Blood vessels (sans blood) shape organs

It’s obvious that organs maturing in a developing embryo need new blood vessels that will supply oxygen and other vital molecules.

Cells that make up new blood vessels (red) guide organ development in nearby embryonic tissue (green) by activating genes that trigger an organ, such as the liver or pancreas, to begin forming (blue). Adapted from Melton et al./Science

These fledgling blood vessels may do more, however.

Even before blood begins to flow, the vessels provide signals that help give birth to organs, according to two studies of the development of the liver and pancreas. Beyond shedding light on the earliest events in organ formation, or organogenesis, the new results may enable scientists to create artificial organs for transplants or drug-safety testing.

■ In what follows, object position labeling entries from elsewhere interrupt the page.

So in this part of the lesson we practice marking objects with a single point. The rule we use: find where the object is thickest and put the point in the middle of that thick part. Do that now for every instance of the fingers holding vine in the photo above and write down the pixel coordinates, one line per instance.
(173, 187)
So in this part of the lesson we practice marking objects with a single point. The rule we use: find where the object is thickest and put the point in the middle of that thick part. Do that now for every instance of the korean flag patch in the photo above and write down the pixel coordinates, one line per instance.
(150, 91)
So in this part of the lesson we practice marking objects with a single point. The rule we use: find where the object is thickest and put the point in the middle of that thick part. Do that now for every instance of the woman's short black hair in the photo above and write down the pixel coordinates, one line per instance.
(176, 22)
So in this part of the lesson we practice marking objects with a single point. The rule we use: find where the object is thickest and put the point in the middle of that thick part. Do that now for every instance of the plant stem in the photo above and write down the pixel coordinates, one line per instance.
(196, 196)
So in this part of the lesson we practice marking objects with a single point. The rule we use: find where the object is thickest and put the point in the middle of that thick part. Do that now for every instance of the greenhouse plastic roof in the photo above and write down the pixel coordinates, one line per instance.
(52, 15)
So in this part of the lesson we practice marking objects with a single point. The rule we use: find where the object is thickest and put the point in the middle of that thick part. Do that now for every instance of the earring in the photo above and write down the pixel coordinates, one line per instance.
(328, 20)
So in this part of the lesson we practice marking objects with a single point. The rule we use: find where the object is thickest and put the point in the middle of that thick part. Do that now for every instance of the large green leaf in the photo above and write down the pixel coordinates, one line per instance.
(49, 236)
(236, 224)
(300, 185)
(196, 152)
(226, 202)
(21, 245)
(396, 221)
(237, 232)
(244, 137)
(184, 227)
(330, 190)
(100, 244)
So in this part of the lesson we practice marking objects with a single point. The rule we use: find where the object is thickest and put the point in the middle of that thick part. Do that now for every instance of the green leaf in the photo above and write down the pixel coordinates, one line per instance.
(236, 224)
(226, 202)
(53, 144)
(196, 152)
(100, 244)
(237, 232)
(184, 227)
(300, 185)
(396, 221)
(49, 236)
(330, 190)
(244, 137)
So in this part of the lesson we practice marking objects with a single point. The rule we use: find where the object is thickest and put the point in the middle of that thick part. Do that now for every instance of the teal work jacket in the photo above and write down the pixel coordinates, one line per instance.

“These are novel and very important findings,” says developmental biologist Deborah Gumucio of the University of Michigan in Ann Arbor. “We have in the past thought of the contribution of the vasculature in terms of delivery of nutrients and oxygen. These studies indicate that before the vasculature is even fully formed, it plays an important role in organogenesis.”

The two studies, which appear in an upcoming Science, reveal that cells lining blood vessels play a key role in the initial growth of the liver in mice and the pancreas in frogs. Development of other organs that require blood vessels for their full function, such as the lungs and kidneys, may also need signals from such cells, suggests Douglas Melton of the Howard Hughes Medical Institute at Harvard University, an author of one of the studies.

“It strengthens the discovery to have two independent groups come up with such similar findings,” says Kenneth S. Zaret of the Fox Chase Cancer Center in Philadelphia, an author on the other study. “This is a cell interaction that may be critical in many more places.”

Zaret’s group investigated liver development in mouse embryos. The team initially noticed that vessel-lining cells called endothelial cells were in close proximity to embryonic tissue that already had begun to express genes known to be active only in the liver. In normal development, this tissue forms so-called liver buds that eventually coalesce into the mature organ.

The researchers then studied mouse embryos that lack endothelial cells because of a genetic mutation. Such embryos never live to birth but do survive to the age at which livers take shape in normal mice. In the mutant embryos, however, there was “a very striking failure of liver-bud emergence,” notes Zaret.

His team then showed that embryonic liver tissue growing in lab dishes stops maturing unless endothelial cells are nearby. The result indicates that the blood vessels provide some developmental signal, either a secreted chemical or a direct cell-to-cell interaction.

“We definitively show the role of endothelial cells at this early stage is intrinsic to the cells themselves and not to their role in creating functional blood vessels,” says Zaret.

Melton and his colleagues have made similar discoveries about the frog pancreas, which secretes hormones such as insulin. They first noticed early blood vessels–without blood–at embryonic sites that would soon develop into pancreatic tissue. Within the immature pancreas, vessels also marked sites where insulin-secreting cells would later develop.

When they placed endothelial cells next to the embryonic tissue from which the pancreas arises, the tissue turned on a pancreas-specific gene called Pdx1 and the gene for insulin. Blood vessels and many organs “develop hand in hand,” concludes Melton. “That guarantees that when you have the final organ, the blood vessels are already there.”

Both his group and Zaret’s are searching for the organ-forming signals that come from the vessels. Meanwhile, Melton is trying to convert embryonic stem cells–laboratory-grown cells with controversial medical promise (SN: 8/18/01, p. 105)–into pancreatic tissue by mixing them with endothelial cells.